The same person who started the day like this, yesterday showed us his school, his childhood, his apartment decoration, the political party he hates, the social norms he disrespects, his best friend, and the color of his best friend's eyes.

The same energy spent on spreading "be free, express yourself" decades ago, seems to be channeled in "alright, not that free, you are violating your privacy”.

As your awareness is being calm and untroubled with “I have nothing to hide”, you are generating more data, day by day, revealing quite a lot of information about yourself and people like you. More data means more powerful and granular analysis.

Streams of such data from mobile phones and other online devices expand the volume, variety, and velocity of information about every facet of your life and put privacy into the spotlight as a global public policy issue.

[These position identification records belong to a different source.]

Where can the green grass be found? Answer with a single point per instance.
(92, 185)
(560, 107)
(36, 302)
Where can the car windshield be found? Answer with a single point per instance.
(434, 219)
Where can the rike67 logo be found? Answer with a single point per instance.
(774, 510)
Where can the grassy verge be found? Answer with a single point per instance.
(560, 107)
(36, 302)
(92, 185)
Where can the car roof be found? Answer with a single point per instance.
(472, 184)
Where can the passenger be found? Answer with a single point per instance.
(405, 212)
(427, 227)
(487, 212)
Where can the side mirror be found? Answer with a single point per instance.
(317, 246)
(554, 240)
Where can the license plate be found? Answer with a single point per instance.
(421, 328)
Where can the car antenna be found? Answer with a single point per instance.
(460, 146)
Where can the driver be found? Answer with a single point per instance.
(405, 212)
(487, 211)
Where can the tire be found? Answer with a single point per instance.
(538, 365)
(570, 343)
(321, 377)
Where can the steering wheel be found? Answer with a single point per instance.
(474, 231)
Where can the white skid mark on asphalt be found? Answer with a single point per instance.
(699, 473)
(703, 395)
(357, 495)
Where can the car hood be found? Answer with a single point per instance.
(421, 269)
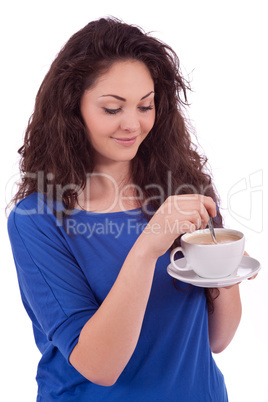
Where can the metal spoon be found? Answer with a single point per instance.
(211, 229)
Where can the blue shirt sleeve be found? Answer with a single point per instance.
(53, 287)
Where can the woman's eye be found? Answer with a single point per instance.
(111, 111)
(145, 108)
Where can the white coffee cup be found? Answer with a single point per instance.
(211, 260)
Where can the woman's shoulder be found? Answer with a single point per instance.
(31, 213)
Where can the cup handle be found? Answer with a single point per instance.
(172, 255)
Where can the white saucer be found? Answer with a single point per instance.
(247, 268)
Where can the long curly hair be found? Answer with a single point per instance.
(56, 142)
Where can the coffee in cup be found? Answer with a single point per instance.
(207, 259)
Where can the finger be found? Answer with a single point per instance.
(210, 205)
(187, 227)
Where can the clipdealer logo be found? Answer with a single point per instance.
(245, 201)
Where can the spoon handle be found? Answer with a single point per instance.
(211, 229)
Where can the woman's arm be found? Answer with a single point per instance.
(108, 339)
(224, 320)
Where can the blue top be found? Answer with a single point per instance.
(64, 274)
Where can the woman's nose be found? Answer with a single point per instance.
(130, 122)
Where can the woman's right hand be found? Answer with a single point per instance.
(177, 215)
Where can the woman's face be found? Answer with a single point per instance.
(119, 111)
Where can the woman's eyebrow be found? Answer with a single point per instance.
(123, 99)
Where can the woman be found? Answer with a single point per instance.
(110, 182)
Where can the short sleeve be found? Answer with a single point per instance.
(53, 286)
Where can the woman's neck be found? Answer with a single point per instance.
(109, 190)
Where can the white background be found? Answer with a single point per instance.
(222, 46)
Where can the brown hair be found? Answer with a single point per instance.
(56, 142)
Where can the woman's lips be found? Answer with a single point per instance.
(125, 141)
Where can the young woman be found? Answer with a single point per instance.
(110, 180)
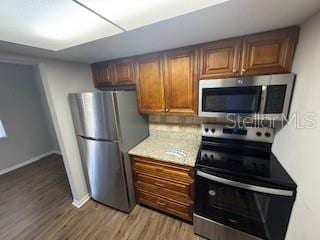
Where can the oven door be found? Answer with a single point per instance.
(243, 96)
(257, 210)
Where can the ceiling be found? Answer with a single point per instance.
(223, 20)
(60, 24)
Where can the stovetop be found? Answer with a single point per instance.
(244, 159)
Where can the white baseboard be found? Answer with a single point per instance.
(56, 152)
(34, 159)
(79, 204)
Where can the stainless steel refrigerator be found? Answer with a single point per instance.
(108, 125)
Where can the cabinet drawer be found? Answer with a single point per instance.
(163, 170)
(160, 183)
(164, 192)
(174, 208)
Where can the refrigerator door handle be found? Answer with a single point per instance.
(100, 140)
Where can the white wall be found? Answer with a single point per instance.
(46, 110)
(23, 117)
(60, 79)
(298, 149)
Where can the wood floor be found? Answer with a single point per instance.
(35, 203)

Protecting personal information and interests, as much as being unexposed to religious convictions, union memberships, foreign powers, or terrorist organizations, stands beyond an individual who has nothing to hide. The importance of the right to privacy is more complex than that.

What is not shown to the user, who is currently enjoying facilities and opportunities that AI offers, is:

  • Data persistence - data existing longer than the human subjects that created it.

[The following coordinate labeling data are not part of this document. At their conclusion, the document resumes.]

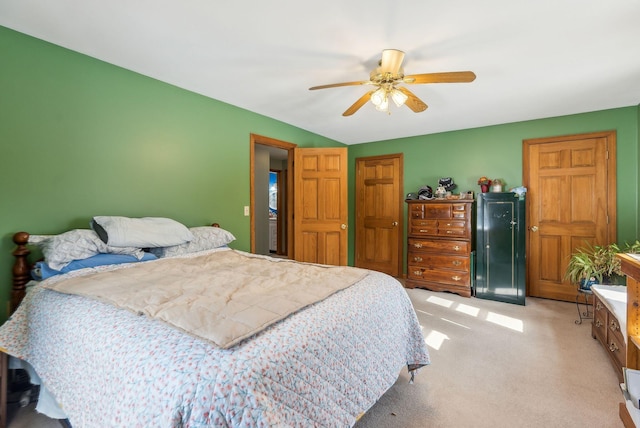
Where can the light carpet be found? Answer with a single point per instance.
(502, 365)
(493, 365)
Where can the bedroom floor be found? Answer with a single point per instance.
(27, 417)
(519, 341)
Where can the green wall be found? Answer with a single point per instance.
(80, 137)
(496, 151)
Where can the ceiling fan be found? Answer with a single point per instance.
(387, 77)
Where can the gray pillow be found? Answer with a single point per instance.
(204, 238)
(145, 232)
(76, 244)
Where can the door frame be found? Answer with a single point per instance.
(611, 197)
(289, 147)
(400, 186)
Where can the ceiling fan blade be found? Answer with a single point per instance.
(413, 102)
(356, 106)
(449, 77)
(335, 85)
(391, 61)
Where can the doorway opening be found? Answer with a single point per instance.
(271, 209)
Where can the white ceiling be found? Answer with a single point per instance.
(533, 58)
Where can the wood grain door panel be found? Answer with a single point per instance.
(320, 216)
(570, 202)
(379, 213)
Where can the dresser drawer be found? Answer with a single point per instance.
(446, 231)
(423, 227)
(439, 275)
(435, 261)
(613, 329)
(618, 349)
(459, 211)
(416, 211)
(444, 246)
(600, 321)
(437, 211)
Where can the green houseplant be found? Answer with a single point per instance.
(598, 264)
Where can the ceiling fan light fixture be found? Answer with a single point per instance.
(398, 97)
(384, 105)
(378, 97)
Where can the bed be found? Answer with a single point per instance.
(324, 364)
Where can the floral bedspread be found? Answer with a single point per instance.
(322, 366)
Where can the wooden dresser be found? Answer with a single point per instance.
(631, 268)
(606, 329)
(440, 242)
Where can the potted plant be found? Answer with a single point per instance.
(484, 183)
(598, 264)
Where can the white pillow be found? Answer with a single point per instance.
(143, 232)
(204, 238)
(76, 244)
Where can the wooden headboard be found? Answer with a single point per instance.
(22, 269)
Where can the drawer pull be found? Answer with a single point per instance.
(613, 325)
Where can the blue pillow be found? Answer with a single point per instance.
(41, 270)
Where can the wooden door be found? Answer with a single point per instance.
(571, 200)
(320, 217)
(379, 199)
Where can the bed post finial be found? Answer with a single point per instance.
(20, 270)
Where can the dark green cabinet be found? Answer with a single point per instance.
(500, 247)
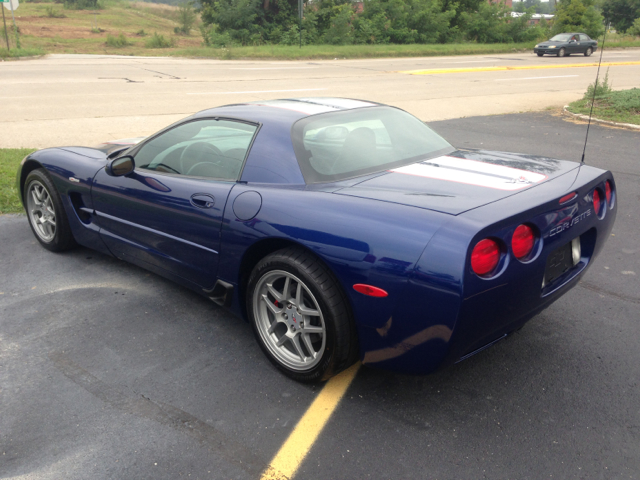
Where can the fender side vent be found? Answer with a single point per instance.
(221, 293)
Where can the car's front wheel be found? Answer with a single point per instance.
(300, 316)
(45, 212)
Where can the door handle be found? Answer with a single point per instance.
(202, 200)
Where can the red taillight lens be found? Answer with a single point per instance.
(522, 241)
(596, 201)
(369, 290)
(485, 256)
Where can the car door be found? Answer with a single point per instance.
(166, 215)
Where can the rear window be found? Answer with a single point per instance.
(340, 145)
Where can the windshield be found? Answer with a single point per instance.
(339, 145)
(563, 37)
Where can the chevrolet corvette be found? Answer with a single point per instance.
(341, 230)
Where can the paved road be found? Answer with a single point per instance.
(107, 371)
(84, 100)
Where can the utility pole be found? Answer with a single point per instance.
(6, 37)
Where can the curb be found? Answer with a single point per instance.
(629, 126)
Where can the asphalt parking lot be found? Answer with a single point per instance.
(107, 371)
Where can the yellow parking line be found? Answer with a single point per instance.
(518, 67)
(288, 459)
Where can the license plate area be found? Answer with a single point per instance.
(558, 263)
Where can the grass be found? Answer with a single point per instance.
(622, 106)
(10, 158)
(87, 31)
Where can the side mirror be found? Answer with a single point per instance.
(120, 166)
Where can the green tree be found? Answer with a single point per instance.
(621, 13)
(578, 16)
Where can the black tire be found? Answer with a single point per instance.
(274, 321)
(47, 217)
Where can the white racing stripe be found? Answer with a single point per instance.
(258, 91)
(533, 78)
(472, 172)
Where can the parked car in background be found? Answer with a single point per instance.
(339, 229)
(565, 44)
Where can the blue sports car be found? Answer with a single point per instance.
(339, 229)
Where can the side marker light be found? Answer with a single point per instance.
(370, 290)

  • Data spillovers - data collected on people who are not the target of data collection, and

  • Data repurposing - data being used beyond their originally imagined purpose (Pearce, 2021).

Democracy allows us to make free collective decisions about how society is organized, hence we value democracy, right? But, what is democracy without aware and well-informed citizens?

Citizens must be aware and well informed about the use of technology, social media, and its potential consequences, the same way they are informed about its benefits and primary advantages. This would make them have free judgments on whether technology should be regulated or not.

Awareness in two steps:

Enabling AI ethics as a school subject.

It’s clear that technology is here to stay, and the world is becoming only more digitally driven. According to a national survey conducted by the Erikson Institute, technology use by young children under age 6 was found to be almost universal, and 85% of parents reported that they allow their young children to use technology, tablets, smartphones, and computers.

Making education in school existent, and providing the needful information among the young children and teenagers about how to use technology and AI as an instrument healthily, appears needed. This step could, for sure, raise awareness at the right time.

Making AI sufficiently understandable by every human being would also lead to responsible individuals, an ethically healthier society, and more control in preventing possible future pitfalls.

Why focus the concern firstly on the awareness? Through amplifying awareness, we bring together the homo sociologicus of Ralf Dahrendorf, who is bowed to norms, values, and expectations (Dahrendorf, 1973), and his psychology. Therefore, we balance and synchronize both psychological and sociological elements of a human, to achieve better results.

Let’s use AI without letting us get misused.